Had the massive landslide continued another ten miles, to the end of the glacier, it would have slid right into Johns Hopkins Inlet, a popular spot for Alaskan cruise ships.
That is an outcome the scientists fear as they look at the fragility of the landscape in Southeast Alaska’s mountains, which Columbia University geomorphologist Colin Stark calls a “global hotspot” for these landslides. Just last year, a similar landslide did hit water, sliding into the Taan Fjord and creating a tsunami that ran 600 feet up the fjord, stripping the trees.
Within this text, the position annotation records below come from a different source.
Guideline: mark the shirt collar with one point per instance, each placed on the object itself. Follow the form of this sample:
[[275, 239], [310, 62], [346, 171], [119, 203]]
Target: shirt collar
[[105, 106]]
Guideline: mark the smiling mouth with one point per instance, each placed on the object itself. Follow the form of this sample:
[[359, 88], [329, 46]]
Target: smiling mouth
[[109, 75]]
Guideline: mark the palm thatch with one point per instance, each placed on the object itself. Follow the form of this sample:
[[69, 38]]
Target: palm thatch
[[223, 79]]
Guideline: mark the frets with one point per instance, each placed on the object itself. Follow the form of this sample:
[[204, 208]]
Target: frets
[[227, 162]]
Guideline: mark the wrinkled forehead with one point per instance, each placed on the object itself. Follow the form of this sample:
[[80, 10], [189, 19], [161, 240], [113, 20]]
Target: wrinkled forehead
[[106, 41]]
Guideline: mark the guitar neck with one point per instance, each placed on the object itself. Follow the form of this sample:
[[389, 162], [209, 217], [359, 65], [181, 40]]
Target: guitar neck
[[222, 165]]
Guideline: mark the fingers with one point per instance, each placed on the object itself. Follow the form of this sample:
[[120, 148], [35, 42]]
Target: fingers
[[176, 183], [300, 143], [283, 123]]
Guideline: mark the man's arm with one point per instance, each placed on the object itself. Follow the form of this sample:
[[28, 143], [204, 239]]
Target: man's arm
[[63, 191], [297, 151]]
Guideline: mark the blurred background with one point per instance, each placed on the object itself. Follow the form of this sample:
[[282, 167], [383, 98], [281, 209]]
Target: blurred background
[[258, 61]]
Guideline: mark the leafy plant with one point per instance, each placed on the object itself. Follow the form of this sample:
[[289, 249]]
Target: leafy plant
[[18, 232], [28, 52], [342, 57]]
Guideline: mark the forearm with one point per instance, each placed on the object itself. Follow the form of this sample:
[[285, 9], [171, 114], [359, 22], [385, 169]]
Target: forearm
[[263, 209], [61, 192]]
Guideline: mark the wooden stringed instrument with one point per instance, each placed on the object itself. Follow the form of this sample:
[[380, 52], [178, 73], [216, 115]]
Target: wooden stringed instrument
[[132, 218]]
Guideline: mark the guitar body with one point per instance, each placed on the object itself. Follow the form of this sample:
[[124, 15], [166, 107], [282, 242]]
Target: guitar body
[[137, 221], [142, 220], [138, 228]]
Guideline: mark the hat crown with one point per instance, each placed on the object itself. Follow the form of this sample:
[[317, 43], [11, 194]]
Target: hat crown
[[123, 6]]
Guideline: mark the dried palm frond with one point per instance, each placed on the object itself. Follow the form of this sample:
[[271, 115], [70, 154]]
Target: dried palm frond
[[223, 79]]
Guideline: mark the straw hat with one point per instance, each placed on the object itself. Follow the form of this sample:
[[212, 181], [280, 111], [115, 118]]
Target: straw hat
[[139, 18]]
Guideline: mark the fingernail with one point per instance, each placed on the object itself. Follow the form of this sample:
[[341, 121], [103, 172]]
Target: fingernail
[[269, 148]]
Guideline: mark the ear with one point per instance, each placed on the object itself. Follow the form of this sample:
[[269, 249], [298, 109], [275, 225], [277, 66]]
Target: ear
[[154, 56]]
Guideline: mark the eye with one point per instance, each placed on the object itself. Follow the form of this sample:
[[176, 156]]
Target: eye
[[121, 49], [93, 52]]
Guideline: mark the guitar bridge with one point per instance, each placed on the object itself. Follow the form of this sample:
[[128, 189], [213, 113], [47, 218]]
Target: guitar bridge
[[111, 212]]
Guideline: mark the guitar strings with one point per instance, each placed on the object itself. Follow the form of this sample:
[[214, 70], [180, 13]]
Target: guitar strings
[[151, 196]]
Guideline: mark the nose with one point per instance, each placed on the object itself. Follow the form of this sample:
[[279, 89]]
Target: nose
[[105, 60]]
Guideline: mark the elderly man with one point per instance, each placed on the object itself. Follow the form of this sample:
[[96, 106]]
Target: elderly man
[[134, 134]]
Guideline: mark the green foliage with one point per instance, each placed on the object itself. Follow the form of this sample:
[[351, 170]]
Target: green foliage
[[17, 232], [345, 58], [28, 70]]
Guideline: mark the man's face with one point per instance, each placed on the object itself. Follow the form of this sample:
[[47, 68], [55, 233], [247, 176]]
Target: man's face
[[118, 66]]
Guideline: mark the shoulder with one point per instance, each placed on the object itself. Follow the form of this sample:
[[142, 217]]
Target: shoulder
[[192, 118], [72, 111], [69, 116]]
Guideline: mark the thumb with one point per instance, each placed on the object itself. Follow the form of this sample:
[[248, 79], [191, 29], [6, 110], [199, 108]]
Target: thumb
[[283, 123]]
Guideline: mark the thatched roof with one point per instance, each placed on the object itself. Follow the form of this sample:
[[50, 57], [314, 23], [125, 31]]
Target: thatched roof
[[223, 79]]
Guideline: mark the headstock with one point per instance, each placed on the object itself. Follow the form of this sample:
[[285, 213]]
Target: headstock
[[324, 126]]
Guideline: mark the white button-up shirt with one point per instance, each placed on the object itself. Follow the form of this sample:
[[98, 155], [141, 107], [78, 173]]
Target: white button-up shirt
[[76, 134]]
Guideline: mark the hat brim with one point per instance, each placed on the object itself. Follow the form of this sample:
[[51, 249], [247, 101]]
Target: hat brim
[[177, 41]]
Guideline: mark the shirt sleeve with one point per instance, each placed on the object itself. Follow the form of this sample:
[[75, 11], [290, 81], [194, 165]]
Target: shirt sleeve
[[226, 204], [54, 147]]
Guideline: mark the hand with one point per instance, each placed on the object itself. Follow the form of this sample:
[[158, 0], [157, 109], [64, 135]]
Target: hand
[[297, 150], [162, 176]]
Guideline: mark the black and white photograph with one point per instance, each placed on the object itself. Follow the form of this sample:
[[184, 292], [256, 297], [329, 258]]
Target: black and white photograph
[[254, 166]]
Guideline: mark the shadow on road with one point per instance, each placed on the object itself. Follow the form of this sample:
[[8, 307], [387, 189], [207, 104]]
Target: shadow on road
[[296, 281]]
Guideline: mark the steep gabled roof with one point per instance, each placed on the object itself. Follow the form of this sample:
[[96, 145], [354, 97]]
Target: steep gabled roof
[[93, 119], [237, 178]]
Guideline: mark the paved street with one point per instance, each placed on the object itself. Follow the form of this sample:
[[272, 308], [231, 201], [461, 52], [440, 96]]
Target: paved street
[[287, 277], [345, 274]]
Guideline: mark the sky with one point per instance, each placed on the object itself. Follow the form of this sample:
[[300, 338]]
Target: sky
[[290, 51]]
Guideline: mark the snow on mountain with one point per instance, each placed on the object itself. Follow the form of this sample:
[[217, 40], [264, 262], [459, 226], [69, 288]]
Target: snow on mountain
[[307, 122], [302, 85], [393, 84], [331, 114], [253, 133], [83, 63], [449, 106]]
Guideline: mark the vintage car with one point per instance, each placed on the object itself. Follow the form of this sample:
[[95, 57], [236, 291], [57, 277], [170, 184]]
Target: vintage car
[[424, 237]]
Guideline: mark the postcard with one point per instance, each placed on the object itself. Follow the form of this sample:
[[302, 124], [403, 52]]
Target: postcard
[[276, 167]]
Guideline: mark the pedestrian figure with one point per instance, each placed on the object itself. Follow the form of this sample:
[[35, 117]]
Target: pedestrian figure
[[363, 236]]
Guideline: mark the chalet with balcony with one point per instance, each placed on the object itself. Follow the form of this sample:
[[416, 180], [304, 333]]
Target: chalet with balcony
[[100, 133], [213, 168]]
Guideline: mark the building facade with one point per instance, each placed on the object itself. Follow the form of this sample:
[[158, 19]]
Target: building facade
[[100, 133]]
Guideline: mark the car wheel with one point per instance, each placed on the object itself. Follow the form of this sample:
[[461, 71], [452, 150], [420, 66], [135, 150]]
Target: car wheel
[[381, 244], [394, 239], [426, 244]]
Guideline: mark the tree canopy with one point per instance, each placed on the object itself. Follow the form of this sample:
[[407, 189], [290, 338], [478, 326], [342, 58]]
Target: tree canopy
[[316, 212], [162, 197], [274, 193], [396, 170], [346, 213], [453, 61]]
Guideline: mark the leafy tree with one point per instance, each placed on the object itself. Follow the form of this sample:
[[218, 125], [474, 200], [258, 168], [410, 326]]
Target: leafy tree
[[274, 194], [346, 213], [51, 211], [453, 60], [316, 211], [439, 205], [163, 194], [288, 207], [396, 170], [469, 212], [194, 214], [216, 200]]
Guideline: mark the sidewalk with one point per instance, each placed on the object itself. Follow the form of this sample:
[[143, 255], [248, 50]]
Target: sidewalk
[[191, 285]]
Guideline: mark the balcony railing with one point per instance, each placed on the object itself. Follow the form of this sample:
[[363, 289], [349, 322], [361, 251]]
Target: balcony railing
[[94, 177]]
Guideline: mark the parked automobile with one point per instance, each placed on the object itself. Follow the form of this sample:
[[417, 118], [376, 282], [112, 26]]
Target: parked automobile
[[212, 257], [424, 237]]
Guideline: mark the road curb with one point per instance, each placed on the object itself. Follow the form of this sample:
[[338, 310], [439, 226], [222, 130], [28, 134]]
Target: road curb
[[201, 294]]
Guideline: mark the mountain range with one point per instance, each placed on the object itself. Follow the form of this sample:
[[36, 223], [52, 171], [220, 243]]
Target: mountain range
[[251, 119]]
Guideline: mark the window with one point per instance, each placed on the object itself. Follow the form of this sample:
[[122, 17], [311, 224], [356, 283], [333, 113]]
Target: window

“It’s just a matter of time and space when another landslide will strike,” Dr. Stark who studies landslides in the region along with seismologist Göran Ekström and their team at Columbia University’s Lamont-Doherty Earth Observatory, said in a statement. “The thing that really got me: If it just happened a bit further over, near the calving front, that would be a very bad thing. You can see in Google Earth – that’s a cruise ship right there. If the landslide had been closer, it likely would have dumped some debris in the inlet.”
These massive, mountain landslides, which typically happen between three and five times each year around the world, are caused by a combination of factors. One is geological: as tectonic plates shift, the mountains are pushed ever higher. It’s the same phenomenon that keeps the Himalayas growing about a centimeter per year. But tectonic activity also creates movement that can lead to landslides and earthquakes.
But the compounding factor is environmental: retreating glaciers.
Glaciers used to act almost like a cement for the area – they once spanned entire valleys between mountains, their weight turning sediment into the rock that walls the valleys. But, as Columbia’s Earth Institute explains, as the glaciers shrink they expose the rock faces that they used to hold in place, making them more vulnerable to collapse.
Shrinking glaciers are a global phenomenon caused by the heating up of the planet, and Alaska has seen stunning change as the state’s average annual temperature increased at double the rate of the rest of the country. With more than 100,000 glaciers in the state, 95 percent are currently “thinning, stagnating, or retreating,” including most of Glacier Bay’s glaciers, according to the National Parks Service.
These long-term causes of landslides, both environmental and geological, are known. And Stark and Dr. Ekström have been developing a seismic data technique that enables them to identify landslides as they are happening and then work backwards to figure out a landslide’s mass, speed, and distance traveled. Researchers from other universities as well as the National Park Service and the US Geological Survey are studying different effects of recent landslides in the area.
But what scientists are less clear on is what, at a particular moment on a particular day, triggers the start of a landslide. They hope that studying the recent landslides, like the one that caused a tsunami in Taan Fjord last year, will begin to uncover some of these answers, as well as how best to plan for and anticipate the landslides.
“Putting this in geological context is really important,” said Stark, who will be leading a research team in Glacier Bay Park this summer. “These walls are failing by the very nature of the process.”